Transparency and public criticism. That's nice to see in the papers for a change.
The other one is a help-first-time-housebuyers-with-free-money scheme, which is drawing a lesser degree of fire but still reminds people of the global financial crisis of 2007-8 that was fueled by the collapse of subprime mortgage securities. That likewise began with a government push to make the market work with people who really couldn't afford what they were buying.
They also included price controls, of course:
The rent caps are the “ugly” part of Harris’ plan, said Lanhee Chen, director of domestic policy studies at the Hoover Institute at Stanford University and a past CNN opinion contributor who worked on campaigns for Republicans, including Utah Senator Mitt Romney.“What is effectively a federal rent-control measure … was a bad idea when President Biden proposed it a few weeks ago,” said Chen.
The pretty part? Repurposing public lands for housing. I wonder how well 'developing the national parks into cheap housing tracts' will poll?
UPDATE: The W. Post follows up its pre-speech editorial by a single author with a full-fledged editorial from its entire board condemning the Kamala plan as unserious "gimmicks."
3 comments:
From the first cited quote: [A] sweeping set of government-enforced price controls across every industry, not only food. Supply and demand would no longer determine prices or profit levels. Far-off Washington bureaucrats would.
This, in fact, should come as no surprise.
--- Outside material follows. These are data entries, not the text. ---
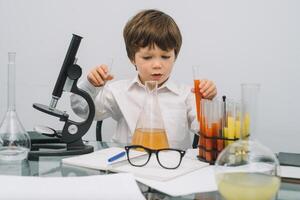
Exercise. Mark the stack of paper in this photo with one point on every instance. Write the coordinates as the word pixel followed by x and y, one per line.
pixel 153 171
pixel 113 186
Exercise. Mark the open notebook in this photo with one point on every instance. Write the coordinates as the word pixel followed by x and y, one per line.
pixel 99 160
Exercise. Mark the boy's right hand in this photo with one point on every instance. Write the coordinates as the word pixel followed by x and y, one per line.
pixel 99 75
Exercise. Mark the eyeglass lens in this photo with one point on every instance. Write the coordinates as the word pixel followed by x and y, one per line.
pixel 168 158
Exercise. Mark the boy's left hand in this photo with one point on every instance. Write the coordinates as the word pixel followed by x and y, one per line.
pixel 208 89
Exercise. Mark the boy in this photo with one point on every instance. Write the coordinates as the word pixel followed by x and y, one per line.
pixel 153 41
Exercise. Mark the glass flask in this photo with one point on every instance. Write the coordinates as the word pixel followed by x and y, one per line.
pixel 14 140
pixel 246 169
pixel 150 131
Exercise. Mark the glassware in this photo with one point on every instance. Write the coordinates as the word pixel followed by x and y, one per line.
pixel 246 169
pixel 109 71
pixel 196 74
pixel 167 158
pixel 14 140
pixel 150 130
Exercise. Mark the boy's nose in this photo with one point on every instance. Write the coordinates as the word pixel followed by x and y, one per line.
pixel 157 64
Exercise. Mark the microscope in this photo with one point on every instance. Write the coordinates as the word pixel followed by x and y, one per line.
pixel 69 141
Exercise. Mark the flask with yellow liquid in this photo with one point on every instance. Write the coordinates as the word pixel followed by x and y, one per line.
pixel 246 169
pixel 150 131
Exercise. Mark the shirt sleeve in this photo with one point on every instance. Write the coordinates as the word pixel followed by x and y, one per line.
pixel 192 113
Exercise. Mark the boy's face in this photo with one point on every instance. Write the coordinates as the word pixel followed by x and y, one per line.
pixel 154 64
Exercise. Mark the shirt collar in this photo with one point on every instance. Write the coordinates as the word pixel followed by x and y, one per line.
pixel 169 85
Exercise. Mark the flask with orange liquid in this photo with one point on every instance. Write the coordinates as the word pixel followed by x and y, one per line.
pixel 150 131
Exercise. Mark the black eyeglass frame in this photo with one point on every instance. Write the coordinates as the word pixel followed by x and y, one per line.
pixel 156 151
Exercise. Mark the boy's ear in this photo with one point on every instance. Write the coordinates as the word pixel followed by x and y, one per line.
pixel 132 61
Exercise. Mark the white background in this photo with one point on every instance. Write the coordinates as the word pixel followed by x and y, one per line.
pixel 233 41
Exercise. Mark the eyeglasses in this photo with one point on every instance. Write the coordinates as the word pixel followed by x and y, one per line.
pixel 167 158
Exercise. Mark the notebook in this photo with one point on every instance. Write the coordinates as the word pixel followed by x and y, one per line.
pixel 99 160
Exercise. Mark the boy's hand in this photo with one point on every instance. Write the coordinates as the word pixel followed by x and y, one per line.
pixel 208 89
pixel 99 75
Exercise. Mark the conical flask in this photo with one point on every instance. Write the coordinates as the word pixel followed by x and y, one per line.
pixel 150 131
pixel 14 140
pixel 246 169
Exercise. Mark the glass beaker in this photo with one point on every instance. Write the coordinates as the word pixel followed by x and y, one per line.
pixel 14 140
pixel 246 169
pixel 150 130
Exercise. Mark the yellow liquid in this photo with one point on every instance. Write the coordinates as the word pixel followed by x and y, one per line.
pixel 151 138
pixel 248 186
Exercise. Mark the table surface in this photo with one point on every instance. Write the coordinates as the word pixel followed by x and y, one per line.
pixel 52 167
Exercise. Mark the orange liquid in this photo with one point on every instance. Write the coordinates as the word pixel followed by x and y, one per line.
pixel 198 98
pixel 208 144
pixel 215 132
pixel 151 138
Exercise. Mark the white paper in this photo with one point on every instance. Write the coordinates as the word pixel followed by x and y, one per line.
pixel 98 160
pixel 290 172
pixel 201 180
pixel 155 172
pixel 108 187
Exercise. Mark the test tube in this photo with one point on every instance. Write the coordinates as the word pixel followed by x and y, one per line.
pixel 196 74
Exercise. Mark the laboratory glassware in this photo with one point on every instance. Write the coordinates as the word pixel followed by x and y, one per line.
pixel 14 140
pixel 150 130
pixel 246 169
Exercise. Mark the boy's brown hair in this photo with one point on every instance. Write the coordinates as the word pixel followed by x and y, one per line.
pixel 149 28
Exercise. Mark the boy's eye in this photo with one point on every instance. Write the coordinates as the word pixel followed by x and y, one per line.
pixel 166 57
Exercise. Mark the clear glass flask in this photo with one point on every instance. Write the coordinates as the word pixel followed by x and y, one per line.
pixel 14 140
pixel 246 169
pixel 150 131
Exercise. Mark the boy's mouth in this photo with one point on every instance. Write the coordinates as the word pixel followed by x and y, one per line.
pixel 156 76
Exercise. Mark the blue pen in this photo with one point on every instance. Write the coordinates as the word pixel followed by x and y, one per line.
pixel 117 156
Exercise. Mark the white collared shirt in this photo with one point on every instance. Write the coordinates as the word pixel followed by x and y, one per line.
pixel 123 101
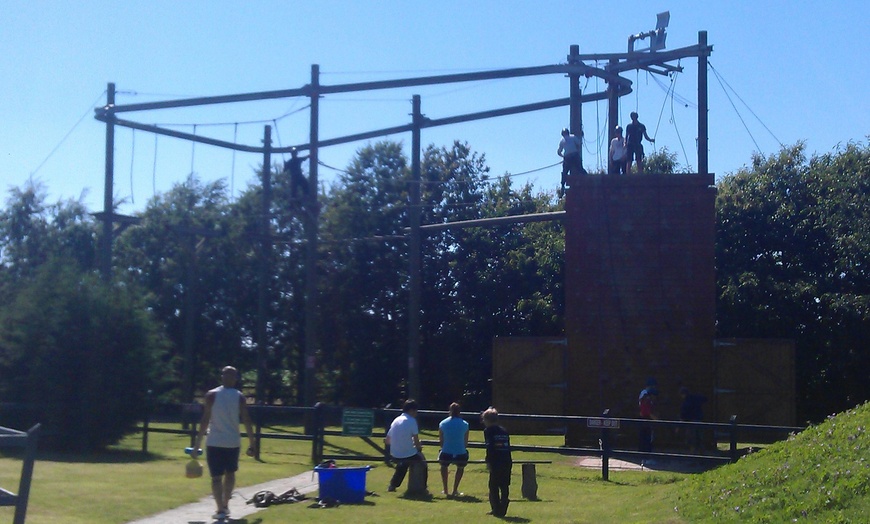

This is just an extension of the proto-Progressive-Democrat Franklin Roosevelt's wage and price controls, then culminating the the FDR Supreme Court's Wickard ruling that put the Federal government in charge of each State's erstwhile internal economies, and extended later by the only slightly less FDR Supreme Court sequence of rulings Berman, Midkiff, and Kelo.
This is the utter contempt that Progressive-Democrats have for us average Americans--we're just too grindingly stupid to be trusted with our own decisions, even our own property. We have to be led around by the nose by our Betters.
Eric Hines
The other one is a help-first-time-housebuyers-with-free-money scheme....
Harris and her team obviously don't believe in the truism of a simple supply-demand graph that's taught in any serious high school Intro to Econ class.
Throwing money at a supply of something whose supply cannot grow as fast as the increase in money will only run up the price of that something, along with the price of the inputs to that something--and that input price inflation will slow the increase of the supply of the something.
Those getting the 25 stacks aren't going to be helped at all beyond the first few. And those at the other end of their lives, looking to change housing, will be actively harmed.
Alternatively, and more likely, it's 21st century bread and circus vote-buying. Richard Daley is spinning in his grave over not having thought of this.
Eric Hines
Ooh, ooh! Can I nominate a few National Parks to be at least partly repurposed? Can we vote on those?
Though I admit, if we're going to un-park them I'd prefer mining.